Seu baixo peso o tornou ideal para emprego como canhão de montanha, anteriormente a movimentação de peças de artilharia em regiões montanhosas constituía, desde sempre, grandes dificuldades aos homens da arma de artilharia, pois os conjuntos de grande calibre, habitualmente mais eficazes, eram pesadas demais para poderem ser propulsadas por animais. Os primeiros ensaios com a peça de 75 mm para esta missão tiveram início em 1909, sendo rapidamente aprovados e adotados para uso pelo Exército Frances, passando a substituir os canhões Schneider 65 mm modelo 1906. O batismo de fogo se daria em 1909 em mãos espanholas, quando da deflagração da Guerra Melilla ocorrida entre os meses de julho e dezembro, este seria o primeiro registro de uma longa carreira de empregos em conflitos militares no século XX. Os canhões Schneider 75 mm seriam exportados ou produzidos sob licença para a Espanha, Brasil, Polônia, Grécia, Brasil, Paraguai, Iugoslávia e Estados Unidos, obtendo largo emprego na Primeira Guerra Mundial, Guerra Civil Espanhola, Segunda Guerra Mundial e outros conflitos regionais de importância relevante.

Emprego nas Forças Armadas Brasileiras.
A adoção de modernos canhões no Exército Brasileiro tem início o princípio do século XX quando o Marechal Hermes da Fonseca, empreendeu uma ampla reforma estrutural na força militar terrestre, com o propósito de superar as deficiências técnicas e operacionais instaladas desde o fim da Guerra do Paraguai e evidenciadas por ocasião da Campanha de Canudos.
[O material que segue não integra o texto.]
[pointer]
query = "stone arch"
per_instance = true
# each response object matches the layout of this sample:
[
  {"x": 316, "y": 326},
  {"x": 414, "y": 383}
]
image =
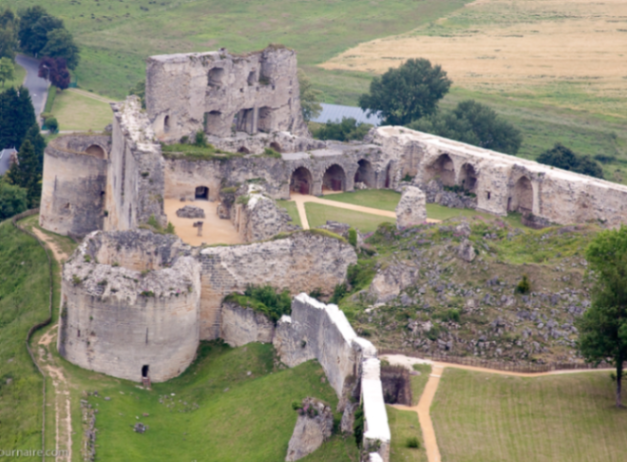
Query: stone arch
[
  {"x": 213, "y": 123},
  {"x": 468, "y": 178},
  {"x": 334, "y": 178},
  {"x": 365, "y": 173},
  {"x": 301, "y": 181},
  {"x": 521, "y": 199},
  {"x": 442, "y": 168},
  {"x": 96, "y": 151},
  {"x": 201, "y": 193}
]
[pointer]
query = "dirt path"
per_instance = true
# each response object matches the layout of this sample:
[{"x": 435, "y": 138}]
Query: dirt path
[
  {"x": 426, "y": 399},
  {"x": 301, "y": 199}
]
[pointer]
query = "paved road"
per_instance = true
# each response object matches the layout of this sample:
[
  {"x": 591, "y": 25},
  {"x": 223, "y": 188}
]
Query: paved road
[{"x": 37, "y": 86}]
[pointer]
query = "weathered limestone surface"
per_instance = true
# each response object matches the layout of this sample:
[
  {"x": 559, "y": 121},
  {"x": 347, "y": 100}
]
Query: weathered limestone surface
[
  {"x": 313, "y": 427},
  {"x": 303, "y": 261},
  {"x": 412, "y": 208},
  {"x": 256, "y": 92},
  {"x": 74, "y": 184},
  {"x": 117, "y": 319},
  {"x": 240, "y": 325}
]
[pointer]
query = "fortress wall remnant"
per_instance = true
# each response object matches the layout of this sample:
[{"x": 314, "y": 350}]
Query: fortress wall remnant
[
  {"x": 304, "y": 261},
  {"x": 135, "y": 177},
  {"x": 126, "y": 323},
  {"x": 315, "y": 330},
  {"x": 220, "y": 92},
  {"x": 74, "y": 184},
  {"x": 505, "y": 183}
]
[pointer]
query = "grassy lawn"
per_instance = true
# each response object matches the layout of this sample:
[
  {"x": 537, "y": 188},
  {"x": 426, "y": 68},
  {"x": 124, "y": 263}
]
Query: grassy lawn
[
  {"x": 384, "y": 199},
  {"x": 318, "y": 214},
  {"x": 24, "y": 286},
  {"x": 18, "y": 78},
  {"x": 291, "y": 209},
  {"x": 485, "y": 417},
  {"x": 75, "y": 111}
]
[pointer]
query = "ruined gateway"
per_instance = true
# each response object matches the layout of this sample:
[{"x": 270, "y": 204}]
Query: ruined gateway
[{"x": 136, "y": 303}]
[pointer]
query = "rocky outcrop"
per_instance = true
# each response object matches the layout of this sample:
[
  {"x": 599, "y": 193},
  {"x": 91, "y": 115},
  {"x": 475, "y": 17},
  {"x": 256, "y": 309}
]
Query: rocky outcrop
[
  {"x": 313, "y": 427},
  {"x": 390, "y": 281},
  {"x": 411, "y": 209},
  {"x": 240, "y": 325},
  {"x": 190, "y": 211}
]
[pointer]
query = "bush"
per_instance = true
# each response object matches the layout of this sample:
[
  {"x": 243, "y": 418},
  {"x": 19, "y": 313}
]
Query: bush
[
  {"x": 524, "y": 286},
  {"x": 413, "y": 442}
]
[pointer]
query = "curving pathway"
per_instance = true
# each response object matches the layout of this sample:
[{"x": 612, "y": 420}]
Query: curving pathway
[{"x": 426, "y": 399}]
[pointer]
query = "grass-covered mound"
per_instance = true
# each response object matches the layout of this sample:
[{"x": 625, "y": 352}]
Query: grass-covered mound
[
  {"x": 24, "y": 291},
  {"x": 230, "y": 405},
  {"x": 560, "y": 418}
]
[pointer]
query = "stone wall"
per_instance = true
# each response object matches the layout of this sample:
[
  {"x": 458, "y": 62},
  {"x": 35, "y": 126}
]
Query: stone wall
[
  {"x": 220, "y": 92},
  {"x": 239, "y": 325},
  {"x": 124, "y": 322},
  {"x": 74, "y": 184},
  {"x": 504, "y": 183},
  {"x": 135, "y": 176},
  {"x": 304, "y": 261},
  {"x": 318, "y": 331}
]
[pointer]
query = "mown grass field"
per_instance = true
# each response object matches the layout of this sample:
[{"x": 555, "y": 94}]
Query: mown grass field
[
  {"x": 24, "y": 289},
  {"x": 486, "y": 417}
]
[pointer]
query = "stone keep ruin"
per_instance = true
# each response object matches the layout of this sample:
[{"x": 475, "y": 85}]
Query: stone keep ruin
[{"x": 135, "y": 304}]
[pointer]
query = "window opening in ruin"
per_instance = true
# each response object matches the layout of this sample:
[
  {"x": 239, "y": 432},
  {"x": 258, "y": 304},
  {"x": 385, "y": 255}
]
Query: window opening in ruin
[
  {"x": 522, "y": 197},
  {"x": 96, "y": 151},
  {"x": 213, "y": 123},
  {"x": 442, "y": 169},
  {"x": 252, "y": 77},
  {"x": 468, "y": 178},
  {"x": 365, "y": 174},
  {"x": 264, "y": 119},
  {"x": 201, "y": 193},
  {"x": 301, "y": 181},
  {"x": 334, "y": 178},
  {"x": 215, "y": 77}
]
A estagnação no Exército Brasileiro somente foi rompida com as transformações iniciadas pelos Ministros da Guerra marechais João Nepomuceno de Medeiros Mallet, Francisco de Paula Argolo e Hermes da Fonseca, entre os anos de 1900 e 1908. Com o apoio do Barão do Rio Branco, que intercedeu junto ao Presidente da República Afonso Pena, Hermes da Fonseca conseguiu promover um processo de revitalização do Exército, que incluía o sorteio militar, a aquisição de armamentos e a criação de novas unidades. A “Reforma Hermes”, como ficou conhecido esse processo de modernização, compreendeu a reestruturação da força terrestre, a reorganização do ensino militar, a criação e a regulamentação do Estado-Maior e a melhoria das defesas da barra do Rio de Janeiro, então Capital Federal. A partir de 1908, foi fixada uma nova organização de comando para o Exército Brasileiro, ficando o território nacional dividido em 21 regiões para alistamento militar e 13 para inspeção. Hermes da Fonseca era um grande admirador do Exército Prussiano e dizia publicamente que a força terrestre brasileira precisava atingir o nível dos germânicos, onde se destacava o Estado-Maior, criado por Helmuth von Moltke, e a tecnologia de ponta na produção de armamentos. Assim, motivado também pela inexistência de uma indústria bélica nacional, viajou para a Alemanha e França em agosto de 1908 em busca de material bélico moderno e de novos conhecimentos técnico-profissionais.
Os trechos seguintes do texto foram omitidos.